Voluntary incident reporting is an important tool for recognising patient safety issues in healthcare settings. However, these systems have their limitations;49,50 reports do not provide exact frequencies of incidents. Consequently, our data provide not exact error rates but rather a descriptive analysis of typical EHR-related safety problem types in fully digital, paperless hospitals. Large collections of incidents may serve to identify characteristic profiles, thereby enabling the aggregation and analysis of incidents. 15
The cross-mapping procedure clearly showed that the strength of Magrabi’s classification is its ability to identify technical problems. The human–computer perspective in the classification is weaker than it could be, given the complexity of a healthcare organisation. The sociotechnical perspective could be combined into this classification, because it contains multiple dimensions of HIT use.9,20,44,51
Conclusion
The Finnish safety data analysed in this study show that human–computer interaction associated with most HIT-related incidents. Detecting these safety concerns is challenging because they result from complex interactions among heterogeneous triggering factors.
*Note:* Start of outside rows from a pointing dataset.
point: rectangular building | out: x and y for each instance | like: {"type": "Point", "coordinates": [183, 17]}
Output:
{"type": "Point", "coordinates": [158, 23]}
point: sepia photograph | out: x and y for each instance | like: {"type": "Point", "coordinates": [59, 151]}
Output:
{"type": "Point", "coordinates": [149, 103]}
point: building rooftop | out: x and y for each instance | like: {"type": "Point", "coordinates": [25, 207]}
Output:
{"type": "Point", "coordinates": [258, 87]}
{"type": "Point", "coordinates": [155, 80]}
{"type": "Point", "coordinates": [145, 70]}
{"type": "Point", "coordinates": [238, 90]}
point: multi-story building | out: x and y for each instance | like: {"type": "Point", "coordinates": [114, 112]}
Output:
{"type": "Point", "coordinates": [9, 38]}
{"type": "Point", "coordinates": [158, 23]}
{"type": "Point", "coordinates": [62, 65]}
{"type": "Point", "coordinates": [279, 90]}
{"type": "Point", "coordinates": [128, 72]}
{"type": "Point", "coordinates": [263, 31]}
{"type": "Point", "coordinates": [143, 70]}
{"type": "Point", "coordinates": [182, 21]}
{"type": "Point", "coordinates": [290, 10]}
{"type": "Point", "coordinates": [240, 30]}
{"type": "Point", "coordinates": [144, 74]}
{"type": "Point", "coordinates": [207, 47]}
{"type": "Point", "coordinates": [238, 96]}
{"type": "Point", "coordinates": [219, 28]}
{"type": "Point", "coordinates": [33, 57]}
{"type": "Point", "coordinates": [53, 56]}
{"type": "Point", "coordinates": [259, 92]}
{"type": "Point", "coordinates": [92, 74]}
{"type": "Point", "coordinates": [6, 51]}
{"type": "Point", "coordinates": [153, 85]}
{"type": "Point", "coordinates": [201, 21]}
Consequently, healthcare information systems require an infrastructure for proactive risk assessment, specifically for EHR-related patient safety concerns. Developing techniques to support user awareness of EHR-related risks and their monitoring and management is therefore necessary.
Footnotes
Declaration of conflicting interests
The author(s) declared no potential conflicts of interest with respect to the research, authorship and/or publication of this article.
Funding
The author(s) disclosed receipt of the following financial support for the research, authorship, and/or publication of this article: This work benefited Finnish governmental research funding (study grant TYH2014224).